Hackathon Runner

The inaugural all female hackathon - She Hacks, was held in Melbourne and Sydney on March 21 - 22. It ran from 6-12 on Friday and 9-4 on Saturday and included time for sleep and yoga as well as about 8 hours to build a kick ass app.

Teams of three were assigned by the organisers to have a balance of design, development and marketing skills. There were plenty of mentors making the rounds to pitch to and ask for advice. The theme for the event was community and neighbourhoods.

Pitches were 3 minutes and the judging criteria was:

  • Team
  • Innovation
  • Community & Neighbourhoods
  • Hip (design)
  • Hack (development)
  • Hustle (marketing) This is my game plan for the next hackathon. It’s not necessarily what the winning teams did, it’s more what I wish we had done after seeing all the pitches - taking the best elements of each.

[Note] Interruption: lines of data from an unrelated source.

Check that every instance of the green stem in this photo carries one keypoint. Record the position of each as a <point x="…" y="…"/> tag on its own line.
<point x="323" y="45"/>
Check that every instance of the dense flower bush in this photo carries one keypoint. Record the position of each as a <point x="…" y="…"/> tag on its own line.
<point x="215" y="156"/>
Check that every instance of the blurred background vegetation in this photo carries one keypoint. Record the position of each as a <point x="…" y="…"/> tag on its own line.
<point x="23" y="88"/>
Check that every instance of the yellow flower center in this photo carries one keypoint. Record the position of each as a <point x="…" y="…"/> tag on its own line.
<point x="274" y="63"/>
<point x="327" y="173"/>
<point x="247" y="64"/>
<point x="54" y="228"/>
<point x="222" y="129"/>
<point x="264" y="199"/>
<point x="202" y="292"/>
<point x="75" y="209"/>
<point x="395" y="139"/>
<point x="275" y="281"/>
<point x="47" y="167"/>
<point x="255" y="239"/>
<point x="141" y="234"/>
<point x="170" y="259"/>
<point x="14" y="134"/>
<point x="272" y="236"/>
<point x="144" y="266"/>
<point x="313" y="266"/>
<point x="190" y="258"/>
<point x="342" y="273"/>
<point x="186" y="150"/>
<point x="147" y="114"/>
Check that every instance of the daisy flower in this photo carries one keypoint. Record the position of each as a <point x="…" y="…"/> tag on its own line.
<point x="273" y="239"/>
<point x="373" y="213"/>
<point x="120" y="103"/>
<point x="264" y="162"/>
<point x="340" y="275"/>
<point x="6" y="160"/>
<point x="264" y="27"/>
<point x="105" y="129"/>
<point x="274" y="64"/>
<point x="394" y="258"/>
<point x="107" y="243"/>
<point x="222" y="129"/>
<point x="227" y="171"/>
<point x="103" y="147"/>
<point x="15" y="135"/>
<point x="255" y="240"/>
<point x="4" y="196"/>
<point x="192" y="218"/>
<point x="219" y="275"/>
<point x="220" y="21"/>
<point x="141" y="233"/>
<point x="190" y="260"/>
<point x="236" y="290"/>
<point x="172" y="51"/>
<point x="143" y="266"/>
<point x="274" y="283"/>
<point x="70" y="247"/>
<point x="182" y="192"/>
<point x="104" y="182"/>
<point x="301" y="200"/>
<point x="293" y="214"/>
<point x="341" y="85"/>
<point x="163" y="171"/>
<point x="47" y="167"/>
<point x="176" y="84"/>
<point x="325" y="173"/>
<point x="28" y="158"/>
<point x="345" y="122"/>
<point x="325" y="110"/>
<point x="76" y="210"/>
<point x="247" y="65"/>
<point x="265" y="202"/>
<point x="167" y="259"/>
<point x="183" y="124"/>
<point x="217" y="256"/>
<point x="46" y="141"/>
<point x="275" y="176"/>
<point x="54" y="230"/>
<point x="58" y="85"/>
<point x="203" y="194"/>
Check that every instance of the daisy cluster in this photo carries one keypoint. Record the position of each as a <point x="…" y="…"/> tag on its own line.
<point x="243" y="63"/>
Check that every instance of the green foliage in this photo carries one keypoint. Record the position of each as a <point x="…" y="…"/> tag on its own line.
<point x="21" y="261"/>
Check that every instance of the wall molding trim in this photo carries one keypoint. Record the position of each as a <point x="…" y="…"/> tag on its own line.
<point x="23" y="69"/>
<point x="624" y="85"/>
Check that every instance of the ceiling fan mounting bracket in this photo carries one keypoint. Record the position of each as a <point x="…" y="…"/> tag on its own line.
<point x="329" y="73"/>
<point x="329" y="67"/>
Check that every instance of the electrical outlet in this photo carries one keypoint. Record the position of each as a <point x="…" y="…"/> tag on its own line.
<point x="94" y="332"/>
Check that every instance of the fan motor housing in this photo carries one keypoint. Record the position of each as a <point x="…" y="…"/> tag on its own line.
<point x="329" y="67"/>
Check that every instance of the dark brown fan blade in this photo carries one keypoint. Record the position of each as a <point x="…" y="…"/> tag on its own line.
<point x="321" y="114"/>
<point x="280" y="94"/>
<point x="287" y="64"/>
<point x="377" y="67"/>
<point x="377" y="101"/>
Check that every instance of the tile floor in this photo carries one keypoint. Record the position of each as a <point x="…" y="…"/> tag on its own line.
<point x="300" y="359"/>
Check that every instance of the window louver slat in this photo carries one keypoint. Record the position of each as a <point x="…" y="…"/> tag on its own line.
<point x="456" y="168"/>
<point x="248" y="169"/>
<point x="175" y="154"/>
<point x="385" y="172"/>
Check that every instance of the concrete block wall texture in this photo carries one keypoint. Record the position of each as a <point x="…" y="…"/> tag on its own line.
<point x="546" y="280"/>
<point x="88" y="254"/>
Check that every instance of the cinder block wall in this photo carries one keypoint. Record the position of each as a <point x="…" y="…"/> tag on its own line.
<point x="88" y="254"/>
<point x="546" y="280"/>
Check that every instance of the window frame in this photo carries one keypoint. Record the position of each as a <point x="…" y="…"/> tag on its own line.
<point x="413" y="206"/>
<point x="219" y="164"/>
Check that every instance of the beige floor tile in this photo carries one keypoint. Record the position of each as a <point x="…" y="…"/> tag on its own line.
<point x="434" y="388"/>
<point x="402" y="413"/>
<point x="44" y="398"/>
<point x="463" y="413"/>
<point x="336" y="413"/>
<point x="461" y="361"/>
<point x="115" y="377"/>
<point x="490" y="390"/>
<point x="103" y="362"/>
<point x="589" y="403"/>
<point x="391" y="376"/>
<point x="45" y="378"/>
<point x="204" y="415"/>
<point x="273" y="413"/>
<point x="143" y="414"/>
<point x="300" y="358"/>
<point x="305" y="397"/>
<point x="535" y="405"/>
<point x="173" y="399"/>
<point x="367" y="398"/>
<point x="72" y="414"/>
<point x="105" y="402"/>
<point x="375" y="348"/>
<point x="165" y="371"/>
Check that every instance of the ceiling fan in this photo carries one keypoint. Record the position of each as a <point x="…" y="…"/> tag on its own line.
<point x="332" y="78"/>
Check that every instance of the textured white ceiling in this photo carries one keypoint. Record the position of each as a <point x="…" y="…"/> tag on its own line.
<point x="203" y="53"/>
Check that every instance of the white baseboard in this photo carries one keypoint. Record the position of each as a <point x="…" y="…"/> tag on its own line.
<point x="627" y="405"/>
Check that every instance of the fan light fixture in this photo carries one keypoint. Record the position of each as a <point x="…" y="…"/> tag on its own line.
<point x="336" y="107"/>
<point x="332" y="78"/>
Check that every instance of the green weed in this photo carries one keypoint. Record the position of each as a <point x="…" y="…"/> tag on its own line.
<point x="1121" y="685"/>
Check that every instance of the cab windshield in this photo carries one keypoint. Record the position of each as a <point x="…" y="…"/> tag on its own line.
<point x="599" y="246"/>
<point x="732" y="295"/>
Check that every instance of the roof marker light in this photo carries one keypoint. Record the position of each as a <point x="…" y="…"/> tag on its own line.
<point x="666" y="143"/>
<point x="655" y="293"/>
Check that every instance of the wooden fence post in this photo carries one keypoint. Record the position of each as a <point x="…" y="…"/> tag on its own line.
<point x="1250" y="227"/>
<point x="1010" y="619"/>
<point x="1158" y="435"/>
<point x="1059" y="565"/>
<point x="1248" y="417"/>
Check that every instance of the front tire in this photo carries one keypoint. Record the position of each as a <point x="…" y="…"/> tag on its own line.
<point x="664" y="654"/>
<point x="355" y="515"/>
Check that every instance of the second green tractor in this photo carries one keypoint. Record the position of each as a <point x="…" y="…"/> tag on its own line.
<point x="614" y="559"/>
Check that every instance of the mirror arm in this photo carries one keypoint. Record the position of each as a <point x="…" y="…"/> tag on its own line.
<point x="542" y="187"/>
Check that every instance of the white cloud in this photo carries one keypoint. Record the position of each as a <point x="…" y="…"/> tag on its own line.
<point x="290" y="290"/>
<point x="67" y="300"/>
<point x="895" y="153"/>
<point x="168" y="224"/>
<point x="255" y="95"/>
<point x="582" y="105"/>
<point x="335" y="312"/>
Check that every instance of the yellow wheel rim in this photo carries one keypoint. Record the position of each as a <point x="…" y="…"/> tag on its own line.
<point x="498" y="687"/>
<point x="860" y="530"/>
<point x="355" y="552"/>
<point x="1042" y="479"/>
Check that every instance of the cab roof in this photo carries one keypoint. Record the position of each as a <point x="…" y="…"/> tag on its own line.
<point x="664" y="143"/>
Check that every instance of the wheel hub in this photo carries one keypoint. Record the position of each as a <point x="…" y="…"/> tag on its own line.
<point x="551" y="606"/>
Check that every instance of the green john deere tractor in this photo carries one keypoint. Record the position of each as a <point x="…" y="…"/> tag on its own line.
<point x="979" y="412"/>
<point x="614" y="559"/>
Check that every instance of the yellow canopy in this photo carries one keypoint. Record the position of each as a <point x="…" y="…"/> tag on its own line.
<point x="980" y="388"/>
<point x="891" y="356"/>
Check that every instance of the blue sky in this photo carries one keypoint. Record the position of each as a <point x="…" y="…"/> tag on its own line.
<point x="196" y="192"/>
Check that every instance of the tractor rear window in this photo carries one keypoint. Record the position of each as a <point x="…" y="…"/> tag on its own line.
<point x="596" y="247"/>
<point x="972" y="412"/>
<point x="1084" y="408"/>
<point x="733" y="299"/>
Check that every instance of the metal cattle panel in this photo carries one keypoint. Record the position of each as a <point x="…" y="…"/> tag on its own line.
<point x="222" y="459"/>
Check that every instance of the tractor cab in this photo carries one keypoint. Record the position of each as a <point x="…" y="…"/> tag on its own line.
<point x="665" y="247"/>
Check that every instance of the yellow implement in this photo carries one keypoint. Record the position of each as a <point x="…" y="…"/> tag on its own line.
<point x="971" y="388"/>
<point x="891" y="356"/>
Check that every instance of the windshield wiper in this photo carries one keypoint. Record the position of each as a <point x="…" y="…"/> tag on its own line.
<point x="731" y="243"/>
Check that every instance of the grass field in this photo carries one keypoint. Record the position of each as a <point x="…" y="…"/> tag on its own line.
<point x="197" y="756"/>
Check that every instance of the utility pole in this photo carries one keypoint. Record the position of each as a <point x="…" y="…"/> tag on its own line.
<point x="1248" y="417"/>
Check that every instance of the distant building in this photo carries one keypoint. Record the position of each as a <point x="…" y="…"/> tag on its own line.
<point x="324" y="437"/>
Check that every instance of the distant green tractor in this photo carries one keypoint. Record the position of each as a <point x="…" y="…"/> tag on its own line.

The first step is coming up with a good idea.

The idea

1. Get to know your team.

People’s hobbies and passions can spark ideas. Finding out each team member’s background and interests can help spark ideas. A good exercise is for each member to consider the theme and find a problem in their life related to the theme, then as a team brainstorm an app to solve the problem.

2. Analyse the idea/s

For every idea ask questions you think the judges will ask. We had the high level criteria to consider but the big question is monetisation. You need to have an answer for that, even if it’s a vague one like ‘We would approach these organisations for funding/partnerships’ or ‘We would apply for these grants’.

3. It’s ok if you don’t love your idea

Other people will have feedback and suggestions that will help you polish your idea. Sharing our idea with mentors and other attendees over the weekend really helped me fall in love with it.

The plan

Planning is the most important step.

Plan to the pitch

At the end of the hackathon what you’re actually delivering is a pitch. Each person on the team needs to understand this and know what they need to do.

Start by refining your idea down to it’s smallest form - the minimum viable product (MVP) and do a feasibility check around whether it’s achievable in the time you have. If you go for the MVP make sure your pitch is clear that it’s a working product and not a prototype.

If the MVP isn’t achievable, build a clickable prototype and spend development time on the technical problems that need solving. An example would be integrating with some APIs to show what can be done.

I…built this city

I took our MVP as a challenge: Can I build it in 8 hours without a front end dev? Turns out the answer is a big ‘yes’ followed by an even bigger ‘but’. I built the MVP but I didn’t get the most out of the event. So this is where some big lessons were learned.

It’s OK to take the easy road

A hackathon isn’t business as usual - take all the help you can get.

At one point a member of my team offered to design the front end on a hosted wordpress site she was familiar with. My first thought (as it usually is when wp is mentioned) was “we don’t need no stinkin’ wordpress”. In reality we did need something, so if stinkin’ wordpress is all you’ve got, just take it.

To a lot of people in the room there was no difference between a prototype and a working MVP. The runner up team had a good pitch and a great prototype (and no MVP).

It’s OK to share

The She Hacks atmosphere was great for developing ideas. Instead of spending every minute working, get up and talk to people. Share your idea with as many people as possible. After our pitch we had a heap of suggestions, it would have been better to get them before the pitch so they could be incorporated.


By the end of your pitch this is what you want everyone in the room to be singing.

First you need to explain the problem - telling a story about a fictional user is a really good way to do this. You should cover how the problem is being solved by the marketing, design and tech. Show how you’ve got solutions for all the immediate barriers Make sure to point out any tech that is fully working One last thing Before you get there have a pitch ready for yourself. You’re going to be meeting a lot of new people so be ready to introduce yourself a lot.

Good luck, see you at the next hackathon.